In this post, which arrived a few days ago as a comment, Ron Lapekas, a retired teacher, explains why standardized tests have no value or validity for many students:
“I am a retired teacher. I always thought the SBT’s (Stupid Bubble Tests) had little value for my East Los Angeles 99% Latino students for several reasons.
“First, vocabulary necessary both to understand the questions and the answer choices made any test results meaningless, even in math. If you don’t understand the question how can you evaluate the correctness of the answer?
“Second, we didn’t get the results until the end of summer. I never gave SBT’s to my students because, as I told them, I grade work, not answers. If a student doesn’t know which answers were incorrect, if there is no way to review how the answers were selected, and if there is no way to give feedback to the students, SBT’s are not education tools at all.
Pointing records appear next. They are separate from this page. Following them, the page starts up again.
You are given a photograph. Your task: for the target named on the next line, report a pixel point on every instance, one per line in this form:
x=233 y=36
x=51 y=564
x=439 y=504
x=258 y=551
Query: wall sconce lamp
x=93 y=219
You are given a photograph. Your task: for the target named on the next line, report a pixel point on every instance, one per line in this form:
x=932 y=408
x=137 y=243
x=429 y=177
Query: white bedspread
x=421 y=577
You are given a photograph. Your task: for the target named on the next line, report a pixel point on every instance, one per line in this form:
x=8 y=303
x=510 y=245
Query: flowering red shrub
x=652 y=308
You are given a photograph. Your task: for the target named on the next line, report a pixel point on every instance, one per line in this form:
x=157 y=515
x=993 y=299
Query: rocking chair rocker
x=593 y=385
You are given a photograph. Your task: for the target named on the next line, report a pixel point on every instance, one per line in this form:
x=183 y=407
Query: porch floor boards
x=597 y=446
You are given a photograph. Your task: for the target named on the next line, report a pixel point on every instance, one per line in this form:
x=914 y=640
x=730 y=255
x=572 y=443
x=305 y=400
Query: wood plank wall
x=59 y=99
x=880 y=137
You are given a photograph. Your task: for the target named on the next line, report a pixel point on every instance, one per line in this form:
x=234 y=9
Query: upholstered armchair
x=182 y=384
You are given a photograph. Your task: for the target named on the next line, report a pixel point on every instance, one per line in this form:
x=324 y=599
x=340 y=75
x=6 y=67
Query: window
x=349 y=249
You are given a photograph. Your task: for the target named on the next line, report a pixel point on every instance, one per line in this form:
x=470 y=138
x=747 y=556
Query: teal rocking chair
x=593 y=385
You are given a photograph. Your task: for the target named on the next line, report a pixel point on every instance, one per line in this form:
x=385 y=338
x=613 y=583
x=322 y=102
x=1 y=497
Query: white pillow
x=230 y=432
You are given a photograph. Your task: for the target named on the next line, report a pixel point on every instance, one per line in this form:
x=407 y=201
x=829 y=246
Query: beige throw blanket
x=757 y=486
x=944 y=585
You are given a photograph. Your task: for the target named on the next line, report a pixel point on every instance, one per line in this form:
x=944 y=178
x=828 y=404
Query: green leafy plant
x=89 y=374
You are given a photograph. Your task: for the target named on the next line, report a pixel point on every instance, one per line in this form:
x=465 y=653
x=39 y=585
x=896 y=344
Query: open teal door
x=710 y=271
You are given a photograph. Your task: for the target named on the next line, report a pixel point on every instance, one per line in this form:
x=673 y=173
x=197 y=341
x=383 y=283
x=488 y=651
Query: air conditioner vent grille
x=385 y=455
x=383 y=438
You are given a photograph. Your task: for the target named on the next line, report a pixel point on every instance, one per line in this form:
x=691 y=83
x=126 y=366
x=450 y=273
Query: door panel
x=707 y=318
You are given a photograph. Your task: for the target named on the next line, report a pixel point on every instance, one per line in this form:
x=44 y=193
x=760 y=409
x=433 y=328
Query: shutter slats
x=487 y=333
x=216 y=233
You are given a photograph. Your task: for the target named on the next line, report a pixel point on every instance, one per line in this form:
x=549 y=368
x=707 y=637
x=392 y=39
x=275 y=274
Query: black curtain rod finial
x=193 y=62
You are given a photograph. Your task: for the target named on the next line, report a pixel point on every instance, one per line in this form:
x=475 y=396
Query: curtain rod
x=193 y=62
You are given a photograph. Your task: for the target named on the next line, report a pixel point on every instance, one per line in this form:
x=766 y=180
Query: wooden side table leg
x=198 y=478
“Third, SBT’s are so standardized that they are useless for our most challenged and disadvantaged students. Unlike business models used by the Broad-Gates advocates, you can’t order students to learn and you can’t demand that they all learn at the same rate in the same way. That is like pushing rope.
“Fourth, evaluating teachers by student test results is like comparing the driving skills of drivers driving different models of cars built in different years. My students arrived with different levels of knowledge so I taught from the lowest level. This bored some of the better prepared students — but they were “better” because of test scores, not because they understood how they got their scores. By the end of the year, 70% of my students were at grade level and the other 30% had significantly improved their understanding. (As one teacher told, me he would rather have my “F” students than some teachers’ “A” students.) But I could do this because I had tenure.
“Fifth, the administrators have lost touch with the classroom. If they have been out of the classroom for more than five years, they have no clue how to teach the “new” standards. Therefore, they abdicate their duty to evaluate the teacher’s teaching schools and use the arbitrary test scores and “measurable” or observable factors such as disciplinary records, pretty bulletin boards, and classroom organization instead. For example, I was once down-checked because I re-taught a topic my students didn’t understand and, therefore, did not follow my scripted lesson.
“Lastly, SBT scores are used more as “evidence” to dismiss teachers than they are to identify areas in which to focus attention to improve teaching skills. As noted above, few administrators have a clue about how to teach subjects according to the “new” standards so they use checklists with ambiguous and arbitrary descriptions.
As most readers of this blog will agree, until all students enter a classroom with uniform background knowledge and skills, proper nutrition, and enough time to learn, evaluating teachers by the scores of their students will create false data for the Broad-Gates “data driven” models.”
“until all students enter a classroom with uniform background knowledge and skills, proper nutrition, and enough time to learn, evaluating teachers by the scores of their students will create false data for the Broad-Gates “data driven” models.””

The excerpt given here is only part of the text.